Strengths and limitations
This is the first study of its kind to feasibility test the use of LSGs with participants with intellectual disabilities who fall due to balance and gait issues. Inconsistency of measurable foot clearance, balance and gait outcomes across and within participants does make it difficult to summarise findings for the group as a whole, hence the importance of presenting our results by case series across Tables 1–3. It is important to present individual results for transparency, and to illustrate individual variation between participants, and at the same time, summarise data within the article. The main limitation of this study is that sample size was small. This limitation was mitigated by the in-depth nature of the case descriptions, which additionally illustrate the wide presentation of intellectual disabilities and individual variation in outcomes. Another important limitation is the short duration of the 6-week observational period. In addition, one participant joined an exercise group during the 6-week assessment period, which may have influenced their results.
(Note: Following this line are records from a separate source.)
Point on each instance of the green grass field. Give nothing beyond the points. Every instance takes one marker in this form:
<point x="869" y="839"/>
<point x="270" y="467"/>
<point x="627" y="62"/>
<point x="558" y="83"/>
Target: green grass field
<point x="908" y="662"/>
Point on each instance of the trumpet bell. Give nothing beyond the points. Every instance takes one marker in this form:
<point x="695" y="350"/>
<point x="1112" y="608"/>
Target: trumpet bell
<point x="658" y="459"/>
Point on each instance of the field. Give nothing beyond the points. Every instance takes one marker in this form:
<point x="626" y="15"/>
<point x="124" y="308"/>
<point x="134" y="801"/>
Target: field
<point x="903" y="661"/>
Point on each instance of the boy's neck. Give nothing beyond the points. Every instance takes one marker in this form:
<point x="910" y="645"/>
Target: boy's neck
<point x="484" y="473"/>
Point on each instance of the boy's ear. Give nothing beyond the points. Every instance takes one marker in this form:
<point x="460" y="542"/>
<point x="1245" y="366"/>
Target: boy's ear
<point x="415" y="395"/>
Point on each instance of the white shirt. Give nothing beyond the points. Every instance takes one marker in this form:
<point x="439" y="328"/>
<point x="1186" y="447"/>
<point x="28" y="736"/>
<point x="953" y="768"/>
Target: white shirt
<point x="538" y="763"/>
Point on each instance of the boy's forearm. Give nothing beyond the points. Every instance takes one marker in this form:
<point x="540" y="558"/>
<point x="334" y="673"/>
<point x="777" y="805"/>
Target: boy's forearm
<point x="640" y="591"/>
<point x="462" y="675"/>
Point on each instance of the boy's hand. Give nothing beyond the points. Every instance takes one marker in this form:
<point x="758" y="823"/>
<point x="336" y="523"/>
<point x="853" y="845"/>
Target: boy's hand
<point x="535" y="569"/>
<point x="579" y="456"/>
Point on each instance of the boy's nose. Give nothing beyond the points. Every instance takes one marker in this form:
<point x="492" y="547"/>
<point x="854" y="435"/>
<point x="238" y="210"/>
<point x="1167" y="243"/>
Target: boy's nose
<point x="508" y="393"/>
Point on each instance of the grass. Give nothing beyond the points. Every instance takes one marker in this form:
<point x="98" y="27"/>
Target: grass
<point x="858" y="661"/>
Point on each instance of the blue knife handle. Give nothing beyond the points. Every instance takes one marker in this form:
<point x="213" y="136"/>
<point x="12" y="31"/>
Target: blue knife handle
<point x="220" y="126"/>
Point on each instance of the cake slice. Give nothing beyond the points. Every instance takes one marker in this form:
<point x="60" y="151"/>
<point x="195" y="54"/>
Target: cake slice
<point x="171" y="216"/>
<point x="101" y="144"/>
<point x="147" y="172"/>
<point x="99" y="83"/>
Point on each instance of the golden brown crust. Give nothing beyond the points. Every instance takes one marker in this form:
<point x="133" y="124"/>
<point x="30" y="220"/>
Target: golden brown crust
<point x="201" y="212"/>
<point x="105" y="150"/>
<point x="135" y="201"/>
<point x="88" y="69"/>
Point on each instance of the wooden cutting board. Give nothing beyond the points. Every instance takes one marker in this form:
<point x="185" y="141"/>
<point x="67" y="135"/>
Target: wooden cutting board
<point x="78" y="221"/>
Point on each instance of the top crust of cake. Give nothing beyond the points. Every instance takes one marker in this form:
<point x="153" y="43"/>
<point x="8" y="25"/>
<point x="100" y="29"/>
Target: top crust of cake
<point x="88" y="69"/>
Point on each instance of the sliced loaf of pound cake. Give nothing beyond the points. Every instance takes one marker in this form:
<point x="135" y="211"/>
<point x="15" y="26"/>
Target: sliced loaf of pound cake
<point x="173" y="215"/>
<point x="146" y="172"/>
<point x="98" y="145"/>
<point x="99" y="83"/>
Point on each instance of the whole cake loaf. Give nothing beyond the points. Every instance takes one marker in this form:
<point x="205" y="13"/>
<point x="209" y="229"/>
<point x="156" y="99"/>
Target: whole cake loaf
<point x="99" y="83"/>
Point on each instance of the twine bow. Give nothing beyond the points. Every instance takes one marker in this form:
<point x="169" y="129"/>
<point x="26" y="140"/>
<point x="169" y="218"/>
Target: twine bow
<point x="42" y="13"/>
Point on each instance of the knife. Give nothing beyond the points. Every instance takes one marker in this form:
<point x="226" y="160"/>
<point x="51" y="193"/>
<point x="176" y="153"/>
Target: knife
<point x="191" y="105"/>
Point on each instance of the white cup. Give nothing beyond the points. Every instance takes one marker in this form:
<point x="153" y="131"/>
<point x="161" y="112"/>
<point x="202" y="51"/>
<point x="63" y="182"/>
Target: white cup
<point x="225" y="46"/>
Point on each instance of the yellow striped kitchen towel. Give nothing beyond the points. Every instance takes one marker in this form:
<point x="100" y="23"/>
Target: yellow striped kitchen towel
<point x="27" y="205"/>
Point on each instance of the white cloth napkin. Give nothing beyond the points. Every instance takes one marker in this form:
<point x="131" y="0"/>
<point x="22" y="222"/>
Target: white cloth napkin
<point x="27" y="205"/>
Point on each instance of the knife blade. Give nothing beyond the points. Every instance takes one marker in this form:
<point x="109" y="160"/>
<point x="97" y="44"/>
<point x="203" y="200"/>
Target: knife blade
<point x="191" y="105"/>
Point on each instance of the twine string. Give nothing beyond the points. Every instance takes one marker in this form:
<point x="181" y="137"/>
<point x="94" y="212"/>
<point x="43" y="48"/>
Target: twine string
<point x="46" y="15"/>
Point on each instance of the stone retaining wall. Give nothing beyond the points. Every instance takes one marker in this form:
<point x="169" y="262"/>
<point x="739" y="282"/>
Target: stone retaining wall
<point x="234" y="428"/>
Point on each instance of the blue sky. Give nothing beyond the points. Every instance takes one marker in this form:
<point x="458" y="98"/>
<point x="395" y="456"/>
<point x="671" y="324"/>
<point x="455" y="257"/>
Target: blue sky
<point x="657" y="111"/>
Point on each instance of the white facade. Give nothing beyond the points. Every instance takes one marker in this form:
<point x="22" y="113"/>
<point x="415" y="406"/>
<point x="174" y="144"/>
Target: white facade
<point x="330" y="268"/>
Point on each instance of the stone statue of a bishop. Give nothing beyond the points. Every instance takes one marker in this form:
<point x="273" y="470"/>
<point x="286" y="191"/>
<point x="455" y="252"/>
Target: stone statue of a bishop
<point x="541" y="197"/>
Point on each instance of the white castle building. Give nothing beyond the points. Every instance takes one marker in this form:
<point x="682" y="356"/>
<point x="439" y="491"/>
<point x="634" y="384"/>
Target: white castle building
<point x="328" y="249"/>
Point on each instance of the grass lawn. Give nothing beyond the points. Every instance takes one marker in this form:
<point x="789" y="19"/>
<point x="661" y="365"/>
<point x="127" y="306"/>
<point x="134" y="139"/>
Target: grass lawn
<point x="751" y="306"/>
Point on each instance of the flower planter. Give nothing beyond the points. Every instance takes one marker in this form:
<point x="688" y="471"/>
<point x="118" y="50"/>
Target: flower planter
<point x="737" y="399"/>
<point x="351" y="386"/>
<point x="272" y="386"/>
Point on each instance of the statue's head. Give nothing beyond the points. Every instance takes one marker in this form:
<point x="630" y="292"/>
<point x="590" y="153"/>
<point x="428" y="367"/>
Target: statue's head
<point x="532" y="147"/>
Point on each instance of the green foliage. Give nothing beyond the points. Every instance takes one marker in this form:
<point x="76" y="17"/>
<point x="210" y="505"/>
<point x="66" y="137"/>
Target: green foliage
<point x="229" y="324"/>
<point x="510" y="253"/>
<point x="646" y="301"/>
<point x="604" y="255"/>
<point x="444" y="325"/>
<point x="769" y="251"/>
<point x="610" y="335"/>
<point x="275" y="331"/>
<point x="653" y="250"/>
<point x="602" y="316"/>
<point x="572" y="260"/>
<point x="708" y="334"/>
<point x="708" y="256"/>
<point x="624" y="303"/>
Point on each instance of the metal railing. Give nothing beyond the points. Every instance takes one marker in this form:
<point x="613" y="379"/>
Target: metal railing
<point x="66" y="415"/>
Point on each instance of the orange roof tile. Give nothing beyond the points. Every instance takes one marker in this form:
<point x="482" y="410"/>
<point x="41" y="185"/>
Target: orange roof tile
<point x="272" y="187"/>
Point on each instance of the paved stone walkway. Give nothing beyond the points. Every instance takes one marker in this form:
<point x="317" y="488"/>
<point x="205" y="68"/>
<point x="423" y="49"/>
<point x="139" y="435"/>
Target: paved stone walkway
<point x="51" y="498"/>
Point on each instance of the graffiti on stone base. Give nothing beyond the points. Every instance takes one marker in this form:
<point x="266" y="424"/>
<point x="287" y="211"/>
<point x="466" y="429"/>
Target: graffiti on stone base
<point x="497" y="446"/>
Future research should ideally be conducted over a 12-month observational period, as this is the recommended observation period for falls research (Chang et al., 2004) and would tell us more about the integrity of LSG wear over a longer period of time.
Conclusion
Prescribing tailored lycra splinting socks on a case by case basis, to individuals with intellectual disabilities who fall due to balance/gait issues, is likely to bring about positive outcomes to prevent/reduce falls over time, but further research is required first, to test this hypothesis with a randomised controlled trial over a longer time period. LSGs which are more intrusive (shorts or leggings) are unlikely to result in lasting benefits, due to issues with usability thus non-compliance; at least until designers and manufacturers find solutions to these well-documented issues. Not all participants were able to complete balance and motion analysis tests, suggesting that walking mat gait characterisation may be the most feasible option within this population. Balance and gait tests which are familiar and easy to understand and complete are important for developing clinical measures to use with participants with intellectual disabilities.